F1 score on X:          0.5689118614280068
F1 score on submission: 0.567


In [39]:
def make_weighted_guess(data):
    num_1 = int(len(data) * 0.1)
    num_2 = int(len(data) * 0.57)
    num_3 = int(len(data) * 0.33)
    
    # Above will not be perfectly equal to len(data), so
    # add the difference to modal class 2
    diff = len(data) - num_1 - num_2 - num_3
    num_2 += diff
    
    assert len(data) == num_1 + num_2 + num_3
    
    weighted_guess = [1 for _ in range(num_1)] + \
                     [2 for _ in range(num_2)] + \
                     [3 for _ in range(num_3)]
    
    np.random.shuffle(weighted_guess)
    
    return weighted_guess

In [40]:
WEIGHTED_GUESS_SUBMISSION_SCORE = 0.4441

weighted_pred = make_weighted_guess(X)
weighted_score = f1_score(y, weighted_pred, average='micro')
print('F1 score on X:         ', weighted_score)
print('F1 score on submission:', WEIGHTED_GUESS_SUBMISSION_SCORE)

F1 score on X:          0.44396222577810524
F1 score on submission: 0.4441


## Calculating F1 Score on X_Val

In [41]:
from sklearn.model_selection import train_test_split

X_train, X_val, y_train, y_val = train_test_split(X, y, test_size=0.20,
                                                 random_state=42, stratify=y)

In [42]:
all_twos_X_val = [2 for _ in range(len(X_val))]
all_two_X_val_score = f1_score(y_val, all_twos_X_val, average='micro')
print('F1 score on X:         ', all_two_X_val_score)
print('F1 score on submission:', ALL_TWO_SUBMISSION_SCORE)

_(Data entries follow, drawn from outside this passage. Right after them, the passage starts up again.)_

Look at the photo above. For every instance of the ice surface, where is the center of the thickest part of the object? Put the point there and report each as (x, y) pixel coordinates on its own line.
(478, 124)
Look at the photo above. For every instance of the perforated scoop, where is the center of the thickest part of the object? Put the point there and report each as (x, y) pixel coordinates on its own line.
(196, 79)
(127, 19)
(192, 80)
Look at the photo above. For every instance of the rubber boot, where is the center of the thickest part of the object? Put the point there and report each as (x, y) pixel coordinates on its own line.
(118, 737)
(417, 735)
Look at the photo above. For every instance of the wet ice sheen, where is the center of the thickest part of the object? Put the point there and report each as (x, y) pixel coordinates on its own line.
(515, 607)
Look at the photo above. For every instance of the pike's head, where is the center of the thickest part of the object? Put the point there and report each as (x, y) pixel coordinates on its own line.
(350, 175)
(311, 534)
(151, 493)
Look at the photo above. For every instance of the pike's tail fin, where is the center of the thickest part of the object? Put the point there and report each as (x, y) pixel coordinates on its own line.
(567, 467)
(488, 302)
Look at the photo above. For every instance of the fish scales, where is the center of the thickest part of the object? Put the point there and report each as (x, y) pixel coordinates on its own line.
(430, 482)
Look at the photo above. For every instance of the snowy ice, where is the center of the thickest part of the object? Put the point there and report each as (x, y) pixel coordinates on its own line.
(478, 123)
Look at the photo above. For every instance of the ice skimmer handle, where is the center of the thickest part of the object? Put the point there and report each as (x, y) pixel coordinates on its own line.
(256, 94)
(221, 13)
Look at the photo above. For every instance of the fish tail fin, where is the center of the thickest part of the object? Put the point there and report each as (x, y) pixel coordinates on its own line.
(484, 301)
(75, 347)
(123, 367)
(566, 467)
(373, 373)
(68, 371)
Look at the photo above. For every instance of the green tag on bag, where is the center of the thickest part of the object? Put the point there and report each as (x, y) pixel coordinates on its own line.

F1 score on X:          0.5689069664818404
F1 score on submission: 0.567


In [43]:
weighted_pred_X_val = make_weighted_guess(X_val)
weighted_score_X_val = f1_score(y_val, weighted_pred_X_val, average='micro')
print('F1 score on X:         ', weighted_score_X_val)
print('F1 score on submission:', WEIGHTED_GUESS_SUBMISSION_SCORE)

F1 score on X:          0.4440244814949828
F1 score on submission: 0.4441


As expected, the scores on X and X_val are almost identical to the actual scores obtained upon submission.